La lectura no es un placer. Mi afirmación es políticamente incorrecta, pero de lo dicho estoy cierto y creo tener argumentos suficientes. También creo que es de dudosa eficacia pedagógica ese eslogan facilón de que la lectura es un placer. O por lo menos, del placer como preferirían experimentarlo todos aquellos que no suelen ser lectores habituales.
Lo diré desde el plano de la escuela: la lectura como placer es una experiencia infrecuente, cuando no, inexistente, ajena o desconocida para la gran mayoría de los estudiantes en las escuelas. Allí, por muchas razones, la lectura está preponderantemente asociada al estudio, al trabajo, al esfuerzo, al aburrimiento, al tiempo perdido, a la inutilidad, al para qué sin respuestas convincentes del enseñante.

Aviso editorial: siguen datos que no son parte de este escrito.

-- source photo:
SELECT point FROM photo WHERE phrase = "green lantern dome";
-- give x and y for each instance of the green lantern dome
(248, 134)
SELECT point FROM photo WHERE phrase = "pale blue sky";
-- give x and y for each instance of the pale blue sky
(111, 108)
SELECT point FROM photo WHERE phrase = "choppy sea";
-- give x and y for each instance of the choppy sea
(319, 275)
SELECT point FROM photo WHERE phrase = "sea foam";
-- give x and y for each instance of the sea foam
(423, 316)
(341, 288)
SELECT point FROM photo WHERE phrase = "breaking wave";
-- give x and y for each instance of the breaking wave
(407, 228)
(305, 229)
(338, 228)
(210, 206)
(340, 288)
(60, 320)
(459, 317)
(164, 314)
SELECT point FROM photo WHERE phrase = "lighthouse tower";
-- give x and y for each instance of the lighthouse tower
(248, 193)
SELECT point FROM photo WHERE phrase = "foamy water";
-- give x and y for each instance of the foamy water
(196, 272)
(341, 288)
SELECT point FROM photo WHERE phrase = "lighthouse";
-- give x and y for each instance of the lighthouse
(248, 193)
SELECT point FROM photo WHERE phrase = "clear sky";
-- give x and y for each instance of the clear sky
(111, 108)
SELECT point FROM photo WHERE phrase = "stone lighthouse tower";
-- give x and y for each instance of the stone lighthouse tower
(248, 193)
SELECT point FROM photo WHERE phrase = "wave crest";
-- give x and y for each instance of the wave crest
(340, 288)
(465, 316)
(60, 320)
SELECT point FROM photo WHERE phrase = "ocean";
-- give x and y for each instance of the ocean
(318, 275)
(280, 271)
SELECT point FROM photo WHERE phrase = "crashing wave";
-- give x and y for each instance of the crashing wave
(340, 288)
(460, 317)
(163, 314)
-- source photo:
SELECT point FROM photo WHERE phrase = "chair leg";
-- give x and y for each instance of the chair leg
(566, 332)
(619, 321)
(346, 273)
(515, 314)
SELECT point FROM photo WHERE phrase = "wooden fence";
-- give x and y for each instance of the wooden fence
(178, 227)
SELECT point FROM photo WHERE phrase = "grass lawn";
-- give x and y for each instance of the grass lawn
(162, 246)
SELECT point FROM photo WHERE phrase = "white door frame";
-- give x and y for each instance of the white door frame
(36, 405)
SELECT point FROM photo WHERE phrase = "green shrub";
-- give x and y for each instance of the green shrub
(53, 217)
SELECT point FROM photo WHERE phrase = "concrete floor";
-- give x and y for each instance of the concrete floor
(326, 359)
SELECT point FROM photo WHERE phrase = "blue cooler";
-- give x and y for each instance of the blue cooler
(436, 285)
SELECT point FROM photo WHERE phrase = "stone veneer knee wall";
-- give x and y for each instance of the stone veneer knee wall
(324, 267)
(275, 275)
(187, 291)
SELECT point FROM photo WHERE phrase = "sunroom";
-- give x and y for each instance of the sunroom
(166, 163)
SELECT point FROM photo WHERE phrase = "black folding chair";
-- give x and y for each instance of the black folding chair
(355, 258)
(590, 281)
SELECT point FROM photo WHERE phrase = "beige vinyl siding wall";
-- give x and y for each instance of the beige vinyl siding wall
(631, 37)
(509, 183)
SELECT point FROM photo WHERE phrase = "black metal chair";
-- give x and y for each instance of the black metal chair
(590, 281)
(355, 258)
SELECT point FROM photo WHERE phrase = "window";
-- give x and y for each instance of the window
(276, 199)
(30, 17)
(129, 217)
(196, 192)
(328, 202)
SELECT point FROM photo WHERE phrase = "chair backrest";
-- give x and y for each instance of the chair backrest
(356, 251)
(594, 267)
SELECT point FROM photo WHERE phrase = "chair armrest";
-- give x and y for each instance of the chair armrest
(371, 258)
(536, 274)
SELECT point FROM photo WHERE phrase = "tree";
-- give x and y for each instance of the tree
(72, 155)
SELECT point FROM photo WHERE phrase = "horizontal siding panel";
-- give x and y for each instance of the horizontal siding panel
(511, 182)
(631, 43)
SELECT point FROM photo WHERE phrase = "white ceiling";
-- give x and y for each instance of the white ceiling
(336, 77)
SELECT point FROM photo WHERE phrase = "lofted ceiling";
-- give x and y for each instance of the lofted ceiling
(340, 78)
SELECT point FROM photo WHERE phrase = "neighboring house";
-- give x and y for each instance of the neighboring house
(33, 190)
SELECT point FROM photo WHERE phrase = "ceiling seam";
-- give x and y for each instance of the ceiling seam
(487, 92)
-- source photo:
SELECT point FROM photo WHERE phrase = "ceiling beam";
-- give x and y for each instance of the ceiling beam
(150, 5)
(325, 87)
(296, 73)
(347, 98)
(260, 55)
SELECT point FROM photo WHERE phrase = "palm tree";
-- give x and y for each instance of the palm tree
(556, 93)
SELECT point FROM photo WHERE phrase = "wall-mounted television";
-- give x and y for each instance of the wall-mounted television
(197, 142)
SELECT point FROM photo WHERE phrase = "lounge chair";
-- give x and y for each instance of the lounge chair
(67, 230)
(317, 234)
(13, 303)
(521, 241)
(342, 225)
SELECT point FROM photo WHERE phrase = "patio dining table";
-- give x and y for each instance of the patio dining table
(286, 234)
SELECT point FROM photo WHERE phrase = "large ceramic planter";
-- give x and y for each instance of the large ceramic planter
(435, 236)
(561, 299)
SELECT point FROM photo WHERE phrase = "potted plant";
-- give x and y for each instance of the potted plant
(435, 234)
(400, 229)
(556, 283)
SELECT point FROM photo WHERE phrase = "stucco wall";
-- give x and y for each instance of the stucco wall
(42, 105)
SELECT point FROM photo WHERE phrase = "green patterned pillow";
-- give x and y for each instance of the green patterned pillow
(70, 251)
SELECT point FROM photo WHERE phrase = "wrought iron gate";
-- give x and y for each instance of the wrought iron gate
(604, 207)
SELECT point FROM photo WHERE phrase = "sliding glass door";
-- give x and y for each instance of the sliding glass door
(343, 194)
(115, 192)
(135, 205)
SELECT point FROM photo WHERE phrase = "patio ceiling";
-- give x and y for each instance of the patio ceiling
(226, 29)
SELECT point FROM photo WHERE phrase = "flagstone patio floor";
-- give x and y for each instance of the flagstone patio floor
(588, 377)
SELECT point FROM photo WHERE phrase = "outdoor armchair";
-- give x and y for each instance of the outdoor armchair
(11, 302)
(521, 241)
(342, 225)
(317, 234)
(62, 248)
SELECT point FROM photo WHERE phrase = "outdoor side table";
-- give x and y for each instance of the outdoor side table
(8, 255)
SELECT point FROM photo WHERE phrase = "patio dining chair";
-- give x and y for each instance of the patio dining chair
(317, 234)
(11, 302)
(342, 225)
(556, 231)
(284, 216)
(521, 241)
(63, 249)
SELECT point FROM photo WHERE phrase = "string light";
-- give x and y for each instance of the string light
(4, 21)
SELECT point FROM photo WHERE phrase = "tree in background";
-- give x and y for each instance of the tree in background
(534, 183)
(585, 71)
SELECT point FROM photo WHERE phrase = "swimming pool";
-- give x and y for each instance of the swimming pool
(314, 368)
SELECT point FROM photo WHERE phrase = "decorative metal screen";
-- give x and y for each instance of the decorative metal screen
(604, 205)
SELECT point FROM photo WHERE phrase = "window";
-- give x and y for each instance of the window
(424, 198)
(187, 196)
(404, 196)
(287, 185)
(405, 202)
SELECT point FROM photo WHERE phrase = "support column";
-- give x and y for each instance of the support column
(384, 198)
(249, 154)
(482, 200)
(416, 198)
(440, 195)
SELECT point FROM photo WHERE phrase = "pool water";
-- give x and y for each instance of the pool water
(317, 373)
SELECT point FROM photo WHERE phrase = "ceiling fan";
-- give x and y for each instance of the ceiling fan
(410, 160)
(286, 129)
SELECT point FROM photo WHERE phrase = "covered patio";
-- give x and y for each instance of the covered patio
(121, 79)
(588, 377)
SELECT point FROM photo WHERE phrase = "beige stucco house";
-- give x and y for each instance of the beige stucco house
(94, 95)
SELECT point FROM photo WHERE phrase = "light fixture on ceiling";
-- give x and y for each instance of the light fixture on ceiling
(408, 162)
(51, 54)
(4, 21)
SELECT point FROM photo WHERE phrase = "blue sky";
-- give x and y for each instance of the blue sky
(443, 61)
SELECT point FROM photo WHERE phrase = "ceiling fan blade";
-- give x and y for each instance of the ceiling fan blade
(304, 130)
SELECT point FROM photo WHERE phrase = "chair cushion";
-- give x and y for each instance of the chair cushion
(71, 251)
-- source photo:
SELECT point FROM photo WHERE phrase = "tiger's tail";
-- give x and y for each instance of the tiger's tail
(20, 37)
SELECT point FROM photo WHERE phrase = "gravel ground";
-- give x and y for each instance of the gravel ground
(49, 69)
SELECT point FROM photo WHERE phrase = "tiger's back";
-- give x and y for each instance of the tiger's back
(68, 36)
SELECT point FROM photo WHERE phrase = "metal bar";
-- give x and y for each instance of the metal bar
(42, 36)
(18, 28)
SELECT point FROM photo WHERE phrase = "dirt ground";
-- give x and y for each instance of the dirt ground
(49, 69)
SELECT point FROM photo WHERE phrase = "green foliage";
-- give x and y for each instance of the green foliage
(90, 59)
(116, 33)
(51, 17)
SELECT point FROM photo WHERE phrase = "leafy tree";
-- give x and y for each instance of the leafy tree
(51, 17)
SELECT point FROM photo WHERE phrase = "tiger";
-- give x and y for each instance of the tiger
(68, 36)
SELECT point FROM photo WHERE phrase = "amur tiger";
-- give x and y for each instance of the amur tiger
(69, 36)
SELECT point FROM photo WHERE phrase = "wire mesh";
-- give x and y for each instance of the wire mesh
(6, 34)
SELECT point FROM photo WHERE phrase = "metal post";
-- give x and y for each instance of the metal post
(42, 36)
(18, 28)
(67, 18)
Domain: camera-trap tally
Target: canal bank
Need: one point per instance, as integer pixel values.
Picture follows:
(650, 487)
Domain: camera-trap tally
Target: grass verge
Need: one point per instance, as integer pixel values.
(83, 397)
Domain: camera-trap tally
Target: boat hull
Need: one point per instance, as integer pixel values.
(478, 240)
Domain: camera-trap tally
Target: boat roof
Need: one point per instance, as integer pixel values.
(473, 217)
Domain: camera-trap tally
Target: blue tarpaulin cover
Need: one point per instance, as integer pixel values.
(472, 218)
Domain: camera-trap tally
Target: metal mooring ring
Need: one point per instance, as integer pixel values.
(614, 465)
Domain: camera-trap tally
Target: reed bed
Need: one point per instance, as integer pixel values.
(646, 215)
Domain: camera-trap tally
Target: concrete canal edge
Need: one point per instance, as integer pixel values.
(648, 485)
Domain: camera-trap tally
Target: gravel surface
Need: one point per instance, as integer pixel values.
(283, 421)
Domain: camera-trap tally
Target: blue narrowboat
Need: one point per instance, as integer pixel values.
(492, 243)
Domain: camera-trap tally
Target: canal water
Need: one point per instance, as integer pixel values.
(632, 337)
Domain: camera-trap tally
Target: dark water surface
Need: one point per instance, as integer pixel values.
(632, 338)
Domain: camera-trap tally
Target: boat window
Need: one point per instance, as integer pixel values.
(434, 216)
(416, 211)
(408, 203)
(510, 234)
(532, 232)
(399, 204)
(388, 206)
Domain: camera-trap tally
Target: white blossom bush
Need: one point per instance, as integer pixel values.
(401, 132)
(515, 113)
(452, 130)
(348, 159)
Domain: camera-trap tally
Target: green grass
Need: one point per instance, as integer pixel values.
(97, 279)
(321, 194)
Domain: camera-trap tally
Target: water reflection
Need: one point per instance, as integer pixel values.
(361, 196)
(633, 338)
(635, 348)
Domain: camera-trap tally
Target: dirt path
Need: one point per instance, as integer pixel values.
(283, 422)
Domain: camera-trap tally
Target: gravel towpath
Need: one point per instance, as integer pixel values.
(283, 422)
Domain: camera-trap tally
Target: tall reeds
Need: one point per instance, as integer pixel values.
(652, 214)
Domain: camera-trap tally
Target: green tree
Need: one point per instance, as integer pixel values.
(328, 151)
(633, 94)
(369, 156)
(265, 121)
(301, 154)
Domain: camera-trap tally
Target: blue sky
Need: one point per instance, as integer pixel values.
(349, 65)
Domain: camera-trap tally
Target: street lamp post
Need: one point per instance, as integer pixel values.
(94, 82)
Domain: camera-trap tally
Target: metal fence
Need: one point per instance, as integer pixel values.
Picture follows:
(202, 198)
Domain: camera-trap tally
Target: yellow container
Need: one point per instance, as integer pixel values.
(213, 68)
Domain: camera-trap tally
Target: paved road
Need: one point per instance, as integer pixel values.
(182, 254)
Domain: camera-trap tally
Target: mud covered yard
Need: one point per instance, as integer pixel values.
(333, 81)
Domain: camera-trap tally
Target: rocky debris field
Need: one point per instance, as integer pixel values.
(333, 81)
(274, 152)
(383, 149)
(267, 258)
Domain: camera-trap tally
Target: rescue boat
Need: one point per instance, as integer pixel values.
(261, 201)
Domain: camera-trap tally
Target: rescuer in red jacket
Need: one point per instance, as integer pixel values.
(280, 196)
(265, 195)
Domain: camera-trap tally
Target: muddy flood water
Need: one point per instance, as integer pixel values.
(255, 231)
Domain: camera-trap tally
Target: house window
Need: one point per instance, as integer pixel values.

Si la lectura fuera un deleite, y los mexicanos leyeran tan poquito como dicen las estadísticas y lo constatan las experiencias de los profesores, tendríamos razones para sustentar algunas hipótesis sobre la tontería o la flojera de los habitantes de este país, que no aprovechan la experiencia gratuita de montarse (metafóricamente) en un libro y disfrutar tanto o más que frente a un partido de fútbol, una telenovela, un programa de chismes o una cabalgata.